Background: Gender differences may occur in many chronic diseases. We have examined the influence of gender in chronic obstructive pulmonary disease (COPD) on long-term responses to tiotropium.
Methods: Subgroup analysis of data from the Understanding the Potential Long-term Impact of Tiotropium (UPLIFT) trial (4-year, randomized, double-blind, placebo-controlled trial of tiotropium in patients with COPD).

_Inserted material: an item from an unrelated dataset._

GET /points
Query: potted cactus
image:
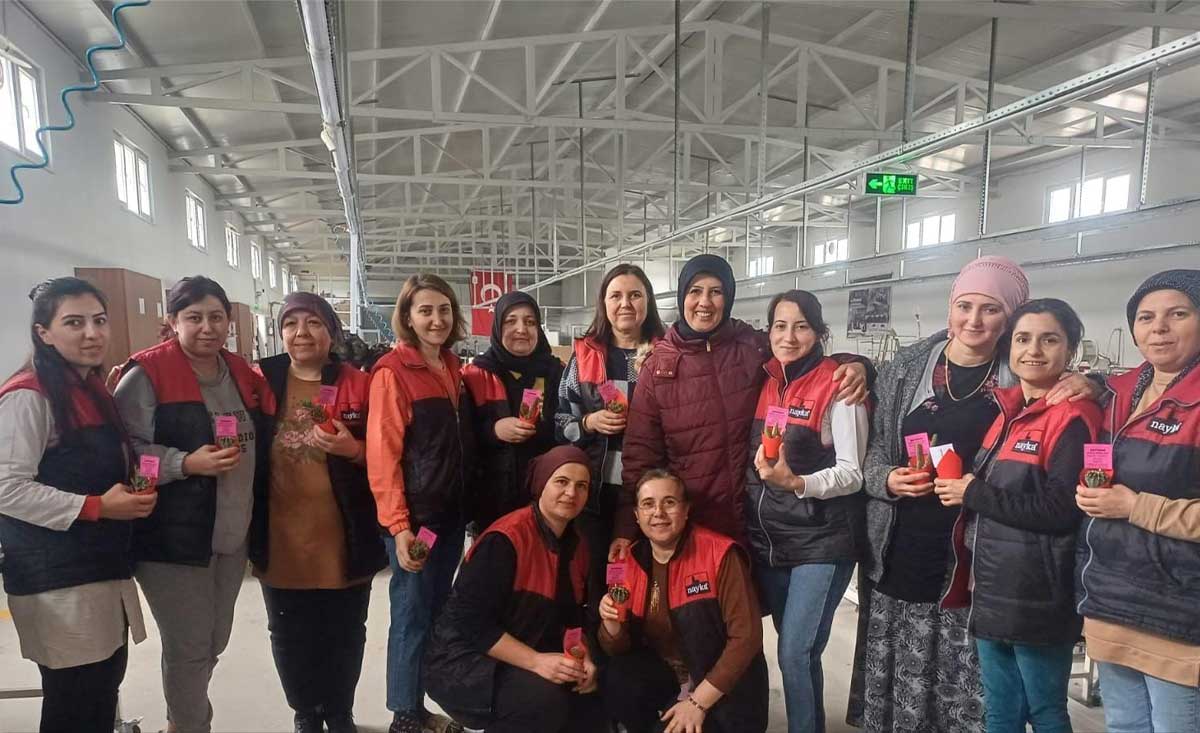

Results: Of 5992 patients, 75% were men and 25% women. Mean age was 65 and 63 years, respectively. Baseline post-bronchodilator forced expiratory volume in 1s (FEV(1))=47% predicted(men) and 49% predicted(women). St George's Respiratory Questionnaire (SGRQ) total score was 44.9 and 48.7units, respectively. At 48 months, improvement in trough FEV(1) over control was 92mL(men) and 77mL(women) (p<0.001 for both), with no differences in the rate of decline (trial primary endpoint). Hazard ratio (HR) (95% confidence interval [CI]) for first exacerbation (tiotropium/placebo) was 0.87(0.81, 0.93)(men) and 0.83(0.74, 0.94)(women). Number of exacerbations (per patient-year) was reduced with tiotropium in men (from 0.82 to 0.71) and women (from 0.92 to 0.77) (p<0.005 for both). HR (95% CI) for a hospitalized exacerbation was 0.89(0.79, 0.99) and 0.77(0.62, 0.94), respectively. HR (95% CI) for mortality during treatment was 0.85(0.72, 0.99)(men) and 0.85(0.62, 1.18)(women). Improvements in SGRQ total score (tiotropium-control) at 1, 2, 3 and 4 years were: -2.8, -2.3, -3.6, -2.4(men) and -2.7, -2.6, -2.6, -2.1(women) (p<0.05 for all).
Conclusion: Long-term treatment of COPD with tiotropium improves lung function, exacerbations and health status in men and women, with similar magnitudes of benefit. Boehringer Ingelheim trial 205.235; ClinicalTrials.gov: NCT00144339.